Sonoma Valley, he observed, had plenty of water. As described in “An Introduction to the Historical Ecology of the Sonoma Creek Watershed,” a brief report published by Sonoma Ecology Center in 2008, Altimira settled in Sonoma because water poured so reliably from the region’s many creeks, springs and ponds. Natives told Altimira that even in dry years, “the permanent small waters are innumerable.”

That was then. Today, dramatic alterations to Sonoma Valley have led to markedly less water: smaller creeks, fewer springs and ponds, and a less reliable overall supply, especially during dry years. In studying how this came to be, scientists have realized that a major factor is the loss of key water features such as wetlands, which act as giant sponges, trapping rainwater during winter months and releasing it steadily throughout the year. 

And in pre-colonial Sonoma Valley, there was no bigger or better example of such wetlands than the Kenwood Marsh.

A large 400-acre marsh complex in the northern (upstream) end of Sonoma Valley, Kenwood Marsh was a perennial wetland, meaning it held enormous amounts of fresh water throughout the year. When it rained hard, the marsh absorbed enough water to significantly reduce flooding downstream. When it didn’t rain at all, the marsh kept on slow-releasing its water, keeping waterways downstream (where Altimira put his mission) running fresh and clear and cold all year.

Today, nearly all of that wetland complex, which spanned from present-day Pythian Road to Glen Ellen, is gone. Without its tempering influence, or that of other perennial and seasonal wetlands, rainwater shoots down Sonoma Valley and into San Pablo Bay before it can recharge the groundwater or provide for keystone species like steelhead. 

“Kenwood Marsh was an essential component of Sonoma Valley’s once-healthy water system,” said Richard Dale, executive director of Sonoma Ecology Center, who has studied the Valley’s past and present for over three decades. “We see its loss today in the reduction in seasonal streamflow here, and in increased flooding, erosion, groundwater depletion and other problems.”

Lost Habitat

Besides steelhead, the marshland was important habitat for other native plants and animals too, including some unique species such as the Kenwood Marsh checkerbloom. This endangered flower is so rare today that only 10 are known to exist in nature—and they are all growing in what remains of the Kenwood Marsh. (Because of its endangered status, harming, killing or possessing the plant is prohibited.)

“We lose vernal pools and wetlands more than any other habitat,” said SEC Restoration Program Manager Jason Mills. “Standing water isn’t seen as very desirable,” he said, and is frequently drained for agriculture or development.

As a result, “We’ve altered the hydrology immensely, because to divert all that water you have to channelize it.

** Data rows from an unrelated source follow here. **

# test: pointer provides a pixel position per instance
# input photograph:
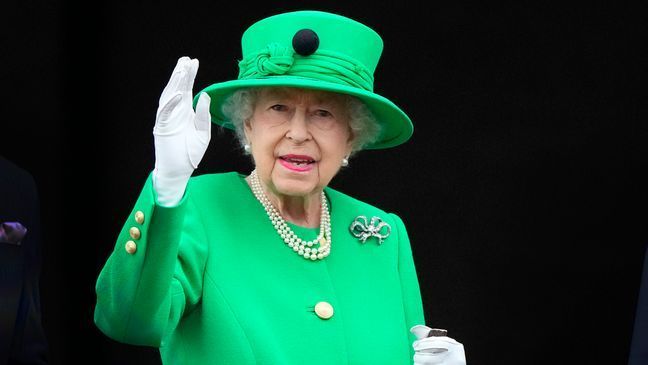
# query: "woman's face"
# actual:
(298, 138)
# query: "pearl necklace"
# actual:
(301, 247)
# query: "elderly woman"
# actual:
(275, 267)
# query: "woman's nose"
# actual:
(298, 127)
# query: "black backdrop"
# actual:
(521, 187)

That’s what leads us to our flash flood conditions.” Originally, Mills said, “All those waters coming off Sugarloaf would have entered the big alluvial fan of Kenwood Marsh. But now there isn’t that area to absorb that runoff.” (Sonoma Creek’s headwaters are located in present-day Sugarloaf Ridge State Park, which SEC manages with its Team Sugarloaf partners on behalf of California State Parks.)

Besides flooding and the property damage that comes with it, other problems created by draining marshland include erosion, sedimentation, channel incision, groundwater depletion, and loss of the most productive and biodiverse habitats in our region.

Local historian Arthur Dawson, who co-authored that 2008 report and continues to collaborate with SEC, notes that Kenwood Marsh was only the largest of the Valley’s extensive wetlands.

“Another marshy area ran from north of the Plaza down to 8th Street East,” Dawson said, pointing to one of several examples. “Elders I interviewed in 2000 remembered huge flocks of waterfowl that would show up there during their migrations.”